If you have urgent responsibilities, like caring for a sick relative or an on-call work schedule, then this might be too difficult for you. In this case, you can buy a prepaid phone and give that number only to people who need to contact you. This gives you peace of mind and ensures that you get as much study time as possible.

Getting Sidetracked


You’re going to get sidetracked. You only wanted to be out with friends for an hour, but now it’s been five hours and it doesn’t seem like you’ll be stopping soon. You told your boss that you could come in for a little bit of overtime, but now he or she needs you for a few more hours. You can’t make everything perfect, but you have to avoid getting sidetracked as much as possible.

Keeping your schedule handy on your phone or in your pocket can help you avoid this issue.
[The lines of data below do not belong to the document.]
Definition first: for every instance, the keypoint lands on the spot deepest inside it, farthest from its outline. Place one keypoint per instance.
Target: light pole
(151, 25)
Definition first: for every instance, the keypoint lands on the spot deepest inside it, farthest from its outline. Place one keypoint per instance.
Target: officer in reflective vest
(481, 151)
Remind yourself of what is important and what needs to get done to have an easier time avoiding this problem. Also, rationalizing that you need to organize your snack by color probably isn’t helping you stay on task.

Use a Calendar or Planner


Calendars and planners are perfect for scheduling tasks, especially if something new comes up. This allows you to say that you can definitely commit to something on Tuesday or Friday. Be sure to buy a physical calendar or planner. Digital ones are great, and they should be coordinated with your schedule, but a physical one makes it easier to remember and commit to your schedule. Some experts suggest writing in pencil instead of a pen so that you can easily change or remove tasks.

Daily Review


What should you do as soon as you wake up? Review your schedule. Before doing anything, be sure to take a look at your schedule and see what needs to get done. This allows you to set the pace for today according to your needs. It also tells your mind that the schedule comes first.
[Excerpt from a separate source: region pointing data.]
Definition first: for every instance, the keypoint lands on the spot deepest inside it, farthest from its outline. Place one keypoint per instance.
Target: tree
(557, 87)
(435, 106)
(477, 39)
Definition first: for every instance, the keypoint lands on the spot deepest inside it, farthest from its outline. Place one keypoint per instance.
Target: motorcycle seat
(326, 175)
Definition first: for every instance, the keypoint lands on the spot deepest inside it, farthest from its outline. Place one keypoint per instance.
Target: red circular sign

Having a printed schedule in plain view can be helpful to ensure that you look at it when you wake up, but a digital one should be good enough once you get into the habit of doing this.

Use Colors


The human brain loves pictures and colors. It makes it easier to digest information, get your brain going and comprehend new tasks. Write each task in a different color. For example, make all school tasks blue, work tasks red and home tasks green. Just looking at your list, without reading a word, will tell you where to be and how you should be thinking. It will take a few days for this to really be effective, but it’s one of the best things that you can do to get yourself ready for the day.

This is much easier with digital lists, but you can also do it with physical lists by getting several different pens, a few highlighters, or even crayons.

Crunch Time


Every semester ramps up in difficulty near the end. Going through finals, finishing that last paper, and studying as hard as you can is stressful. When finals come, be sure to clear your schedule as much as possible for school. This also applies to other big tests and papers. Don’t try to do a hundred other things when you need to spend hours and hours studying for your final. Give school the attention it deserves, especially when it really counts.